Eine Regierung des Milliardärs und Chefs der Bewegung ANO, Andrej Babis, könnte längst stehen. Er selbst müsste nur auf die Funktion des tschechischen Ministerpräsidenten verzichten. So jedenfalls sieht es der Vorsitzende der Bewegung STAN (Bürgermeister und Unabhängige), Jan Farsky. So könnte eine Regierung mit dem ANO-Spitzenpolitiker Martin Stropnicky an der Spitze durchaus eine parlamentarische Mehrheit finden. Davon allerdings wollen Babiš und sein präsidialer Gönner Milos Zeman nichts wissen. Der Pakt zwischen den beiden sieht vor, dass der Agro- und Medienunternehmer auf den Regierungssessel steigt, Zeman hingegen dessen Unterstützung für die kommende Präsidentenwahl erhält. Das Machtspiel sorgt zunehmend für Unmut in der Bevölkerung.

»Schande, Schande!« riefen die Demonstranten am Freitag auf der Veranstaltung zum Gedenken an den 17. November 1939. Der Tag hat besondere Bedeutung in der tschechischen Geschichte. Damals ließen die deutschen Besatzer protestierende Studenten ermorden, 1989 machte die »Samtene Revolution« den Weg frei aus der kommunistischen Ära.

Babis und nach ihm der rechtsextreme Tomio Okamura wollten Kränze am Denkmal des 17. November in Prag niederlegen und wurden vom demonstrierenden Publikum ausgebuht. Das lang anhaltende Machtgezerre geht den Tschechen inzwischen auf die Nerven. Fest steht, dass keine Partei - außer Okamuras rechter SPD (Freiheit und direkte Demokratie) - mit Babiš koalieren will. Der ANO-Chef müsste eine Minderheitsregierung bilden und wäre von Fall zu Fall, von Gesetz zu Gesetz, von wechselnden Mehrheiten abhängig. Vor allem aber müsste die Regierung erst einmal überhaupt das Vertrauen des Abgeordnetenhauses bekommen.

Der Modus sieht folgendes vor: Zweimal darf der Präsident den Regierungschef vorschlagen. Wird dieser jeweils vom Parlament abgelehnt, erhält dessen Chef das Vorschlagerecht. Dagegen ist kein Veto vorgesehen. Sollte es also ANO gelingen, in der konstituierenden Sitzung des Abgeordnetenhauses am Montag ihren Kandidaten zum Parlamentspräsidenten durchzubekommen, käme Babis einer Regierungsbildung deutlich näher.

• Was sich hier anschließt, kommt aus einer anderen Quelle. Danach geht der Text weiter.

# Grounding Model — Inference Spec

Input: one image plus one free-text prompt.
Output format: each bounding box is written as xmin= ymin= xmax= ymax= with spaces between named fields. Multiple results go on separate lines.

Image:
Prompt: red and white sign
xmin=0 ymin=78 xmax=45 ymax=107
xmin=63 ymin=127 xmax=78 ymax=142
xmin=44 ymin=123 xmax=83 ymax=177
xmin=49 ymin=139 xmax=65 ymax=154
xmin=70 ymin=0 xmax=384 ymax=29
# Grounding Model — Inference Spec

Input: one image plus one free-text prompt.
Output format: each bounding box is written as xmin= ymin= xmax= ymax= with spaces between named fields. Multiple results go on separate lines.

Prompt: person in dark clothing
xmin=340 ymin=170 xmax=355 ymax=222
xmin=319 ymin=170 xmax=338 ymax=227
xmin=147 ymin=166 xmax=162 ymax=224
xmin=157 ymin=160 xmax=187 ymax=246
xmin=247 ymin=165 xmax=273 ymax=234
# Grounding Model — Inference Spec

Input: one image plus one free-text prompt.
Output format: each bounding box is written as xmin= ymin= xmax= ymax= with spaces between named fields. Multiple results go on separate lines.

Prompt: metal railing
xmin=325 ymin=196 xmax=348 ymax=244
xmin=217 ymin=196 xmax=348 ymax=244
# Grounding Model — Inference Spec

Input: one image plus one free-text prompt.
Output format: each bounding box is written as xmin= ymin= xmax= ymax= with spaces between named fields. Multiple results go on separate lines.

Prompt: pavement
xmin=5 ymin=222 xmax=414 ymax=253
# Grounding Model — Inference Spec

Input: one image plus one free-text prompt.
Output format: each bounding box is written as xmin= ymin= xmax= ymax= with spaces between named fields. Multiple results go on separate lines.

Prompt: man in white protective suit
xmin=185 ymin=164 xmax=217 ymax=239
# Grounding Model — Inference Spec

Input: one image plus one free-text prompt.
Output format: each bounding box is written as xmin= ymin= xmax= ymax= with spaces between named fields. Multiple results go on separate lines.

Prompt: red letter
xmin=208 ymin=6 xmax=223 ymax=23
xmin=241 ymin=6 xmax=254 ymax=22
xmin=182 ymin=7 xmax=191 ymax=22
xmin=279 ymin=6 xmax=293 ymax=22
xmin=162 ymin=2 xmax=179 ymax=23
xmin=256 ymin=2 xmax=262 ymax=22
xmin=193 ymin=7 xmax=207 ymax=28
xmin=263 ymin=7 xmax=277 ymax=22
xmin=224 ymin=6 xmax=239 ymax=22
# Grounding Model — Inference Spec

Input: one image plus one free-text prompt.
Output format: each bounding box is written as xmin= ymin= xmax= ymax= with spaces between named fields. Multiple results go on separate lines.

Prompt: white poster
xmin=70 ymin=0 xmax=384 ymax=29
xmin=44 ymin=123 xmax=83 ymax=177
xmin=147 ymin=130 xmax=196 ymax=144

Dies zu verhindern, haben sich die Kräfte der kleineren im Parlament vertretenen Parteien zusammengeschlossen. Die Bürgerdemokraten (ODS), die christdemokratische KDU-CSL, TOP09 sowie STAN wollen in einem Bündnis ANO herausfordern. Die Bewegung von Babis müsste, um ihren Kandidaten Radek Vondracek als Parlamentspräsident durchzubringen, nun um die Gunst von SPD, den Kommunisten sowie den mit 22 Abgeordneten vertretenen Piraten buhlen. Ob das gelingen kann, wird allerdings noch angezweifelt. Denn eigentlich hat Babis - mit Rücksicht auf seine Wählerschaft - jegliches Zusammengehen mit den Rechtsextremen Okamuras ausgeschlossen.

Man darf also mit einiger Spannung auf den Ausgang der Parlamentssitzung am Montag blicken - und auf die Reaktion, die Präsident Milos Zeman anschließend zeigen wird.